Snapchat is THE app of the moment.
In recent weeks it and co-founder Evan Spiegel have been getting a lot of attention following reports that it had turned down mountains of cash from Facebook (£2bn) and Google (£2.5bn), both of which were looking to buy the photo sharing service outright.
Instagram by comparison looks like Snapchat as seen though one of Instagram's own vintage filters.
Seen as the hip, cool photo app just a year ago, Instagram has quickly become somewhat passé and outmoded - despite growing users to 150 million and daily users to 75 million.
If young people want to share messages, they are doing it on Snapchat. And while it may soon be replaced by another app, for the moment, it is king - and Instagram Direct is unlikely to change things.

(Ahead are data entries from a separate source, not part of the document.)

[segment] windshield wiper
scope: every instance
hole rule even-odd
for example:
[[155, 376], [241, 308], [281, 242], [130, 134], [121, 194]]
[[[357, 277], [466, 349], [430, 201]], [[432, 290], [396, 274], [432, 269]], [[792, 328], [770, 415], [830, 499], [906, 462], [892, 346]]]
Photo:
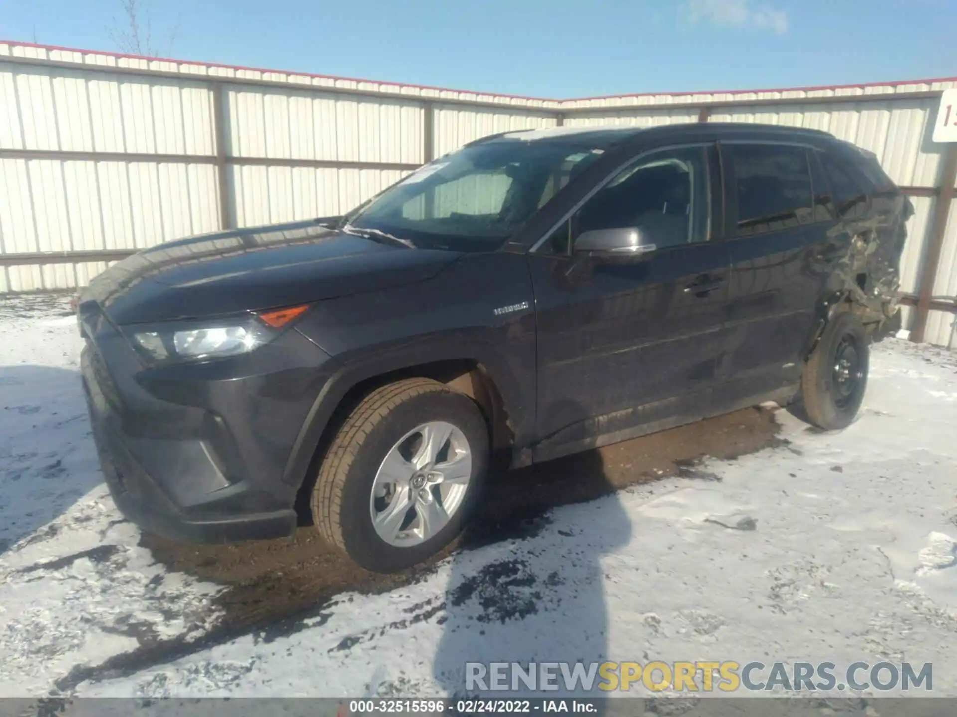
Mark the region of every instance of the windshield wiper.
[[380, 239], [388, 239], [389, 241], [400, 244], [403, 247], [415, 249], [415, 245], [408, 239], [399, 239], [399, 237], [394, 234], [389, 234], [388, 231], [383, 231], [382, 229], [374, 229], [369, 227], [363, 227], [362, 228], [359, 228], [358, 227], [353, 227], [351, 224], [344, 224], [340, 228], [340, 230], [345, 231], [346, 234], [354, 234], [355, 236], [361, 236], [366, 239], [369, 239], [373, 236], [379, 237]]

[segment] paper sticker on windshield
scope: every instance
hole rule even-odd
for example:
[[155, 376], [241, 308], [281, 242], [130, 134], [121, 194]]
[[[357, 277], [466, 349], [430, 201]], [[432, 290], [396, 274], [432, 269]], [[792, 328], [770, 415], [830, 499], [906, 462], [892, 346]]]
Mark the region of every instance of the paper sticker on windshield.
[[416, 182], [421, 182], [437, 172], [439, 169], [445, 169], [449, 165], [448, 162], [439, 162], [437, 164], [426, 164], [420, 169], [416, 169], [414, 172], [410, 174], [404, 180], [402, 180], [403, 185], [412, 185]]

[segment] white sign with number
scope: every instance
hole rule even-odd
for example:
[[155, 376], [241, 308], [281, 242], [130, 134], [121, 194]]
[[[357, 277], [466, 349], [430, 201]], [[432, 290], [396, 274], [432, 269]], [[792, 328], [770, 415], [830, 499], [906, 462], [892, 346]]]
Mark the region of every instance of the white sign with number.
[[945, 90], [934, 122], [934, 141], [957, 141], [957, 88]]

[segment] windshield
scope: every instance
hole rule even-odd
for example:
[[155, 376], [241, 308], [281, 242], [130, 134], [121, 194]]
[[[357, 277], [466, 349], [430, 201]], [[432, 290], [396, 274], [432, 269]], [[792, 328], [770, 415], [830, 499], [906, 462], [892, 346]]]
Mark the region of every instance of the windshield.
[[387, 189], [349, 216], [348, 226], [418, 249], [493, 250], [601, 154], [568, 141], [518, 139], [464, 147]]

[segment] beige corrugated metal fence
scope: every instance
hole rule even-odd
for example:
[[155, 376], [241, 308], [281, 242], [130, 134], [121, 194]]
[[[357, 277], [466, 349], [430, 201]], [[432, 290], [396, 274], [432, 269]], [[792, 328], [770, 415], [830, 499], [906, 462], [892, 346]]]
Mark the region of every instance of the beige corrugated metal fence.
[[177, 237], [338, 214], [498, 132], [764, 122], [878, 155], [917, 209], [901, 262], [905, 326], [953, 344], [957, 147], [930, 140], [951, 86], [557, 100], [0, 41], [0, 293], [81, 286]]

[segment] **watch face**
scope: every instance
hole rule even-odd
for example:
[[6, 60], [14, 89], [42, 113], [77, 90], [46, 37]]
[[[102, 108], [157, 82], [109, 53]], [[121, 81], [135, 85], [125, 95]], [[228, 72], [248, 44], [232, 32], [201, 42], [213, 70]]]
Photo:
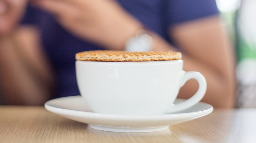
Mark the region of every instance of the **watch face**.
[[145, 30], [139, 31], [136, 36], [128, 40], [125, 50], [130, 51], [149, 51], [153, 49], [153, 39]]

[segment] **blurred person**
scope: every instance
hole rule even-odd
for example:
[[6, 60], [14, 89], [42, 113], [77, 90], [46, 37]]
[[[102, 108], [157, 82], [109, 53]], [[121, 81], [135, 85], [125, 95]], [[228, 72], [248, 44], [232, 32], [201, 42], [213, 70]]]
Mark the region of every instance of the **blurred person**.
[[[184, 70], [205, 76], [203, 101], [234, 106], [233, 49], [215, 1], [34, 0], [23, 17], [27, 1], [0, 1], [9, 6], [0, 15], [0, 77], [11, 103], [79, 95], [75, 54], [125, 50], [127, 40], [145, 29], [152, 50], [180, 51]], [[191, 80], [179, 97], [188, 98], [198, 87]]]

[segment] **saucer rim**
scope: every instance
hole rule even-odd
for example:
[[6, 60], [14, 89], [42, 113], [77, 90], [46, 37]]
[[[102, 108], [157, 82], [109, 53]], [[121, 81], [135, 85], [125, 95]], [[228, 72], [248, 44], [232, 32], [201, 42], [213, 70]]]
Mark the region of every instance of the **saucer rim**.
[[[49, 103], [53, 100], [58, 100], [63, 98], [77, 98], [78, 97], [80, 97], [81, 98], [82, 98], [80, 95], [77, 95], [67, 96], [53, 99], [46, 102], [44, 104], [44, 107], [47, 110], [61, 115], [75, 116], [80, 118], [90, 118], [94, 119], [96, 118], [98, 119], [100, 119], [103, 118], [104, 118], [104, 119], [109, 120], [113, 120], [113, 117], [114, 117], [115, 120], [122, 120], [125, 119], [126, 120], [131, 121], [132, 120], [139, 121], [145, 120], [147, 121], [149, 121], [151, 120], [159, 119], [159, 118], [161, 118], [161, 119], [163, 120], [169, 119], [170, 118], [171, 118], [172, 119], [177, 119], [180, 118], [183, 119], [184, 118], [183, 116], [187, 116], [190, 115], [190, 114], [193, 114], [193, 116], [194, 116], [197, 117], [198, 116], [200, 115], [203, 116], [208, 115], [211, 113], [214, 109], [213, 107], [210, 104], [203, 102], [199, 102], [197, 104], [199, 103], [204, 104], [205, 105], [208, 106], [209, 107], [207, 109], [202, 111], [186, 113], [166, 113], [160, 115], [130, 115], [111, 114], [100, 113], [90, 111], [78, 111], [71, 109], [58, 108], [49, 105]], [[177, 98], [177, 99], [178, 100], [183, 100], [183, 99], [180, 98]], [[196, 114], [197, 116], [196, 116]], [[149, 117], [150, 118], [149, 118]]]

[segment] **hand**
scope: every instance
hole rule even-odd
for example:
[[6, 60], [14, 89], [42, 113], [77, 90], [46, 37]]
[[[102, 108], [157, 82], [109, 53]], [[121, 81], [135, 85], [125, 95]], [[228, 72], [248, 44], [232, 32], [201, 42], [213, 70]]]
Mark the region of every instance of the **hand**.
[[11, 33], [24, 13], [28, 0], [0, 0], [0, 37]]
[[34, 0], [73, 34], [106, 46], [122, 50], [125, 41], [141, 24], [112, 0]]

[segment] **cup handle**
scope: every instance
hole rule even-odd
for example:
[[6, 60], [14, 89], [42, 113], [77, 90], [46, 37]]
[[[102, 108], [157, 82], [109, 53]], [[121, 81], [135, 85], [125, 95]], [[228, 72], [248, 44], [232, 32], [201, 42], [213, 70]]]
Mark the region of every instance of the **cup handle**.
[[207, 87], [206, 80], [203, 74], [197, 72], [183, 71], [183, 72], [184, 72], [183, 76], [181, 79], [180, 87], [183, 86], [188, 80], [194, 79], [198, 82], [198, 89], [196, 93], [189, 99], [181, 103], [173, 104], [171, 108], [165, 111], [165, 113], [176, 112], [188, 108], [201, 101], [205, 93]]

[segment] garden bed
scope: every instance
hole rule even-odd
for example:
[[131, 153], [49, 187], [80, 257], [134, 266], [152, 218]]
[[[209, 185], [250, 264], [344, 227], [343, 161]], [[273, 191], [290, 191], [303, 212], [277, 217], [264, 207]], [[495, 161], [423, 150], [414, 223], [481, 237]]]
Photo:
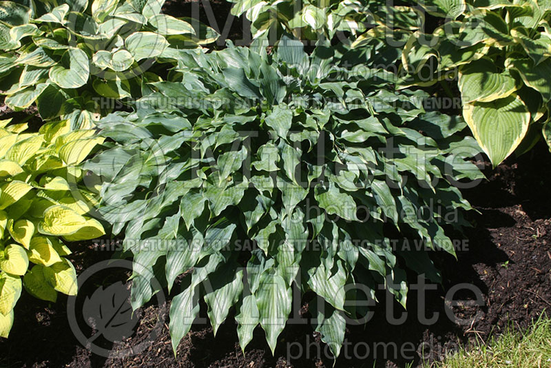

Instagram Direct, available on iOS and Android from today, allows users to share photos and videos with between one and 15 followers directly, letting you see in real time who has seen the message, who has liked it and who is responding.
The difference of course is that where images shared on Snapchat disappear after 10 seconds, Instagram Direct is altogether more permanent.
While Instagram's new service will have been in the works for many months, the launch looks like a direct response to the growing popularity of Snapchat - and a response to Snapchat's rejection of Facebnook's offer.
Indeed the fact Facebook is reported to have tried to buy Snapchat is odd, considering it has yet to really develop Instagram since it bought the service last year for $300 million plus shares.
Instagram is obviously looking to extend its appeal and feature set, but the addition of Instagram Direct does not seem like something which would entice Snapchat users to change back to Instagram.
While Spiegel may have shunned Facebook and Google, this week saw a hedge fund back the potential of the app, investing $50 million in the photo-messaging service run by 23-year-old Spiegel and 25-year-old co-founder Bobby Murphy, with recently released documents suggesting it has been valued at $2 billion.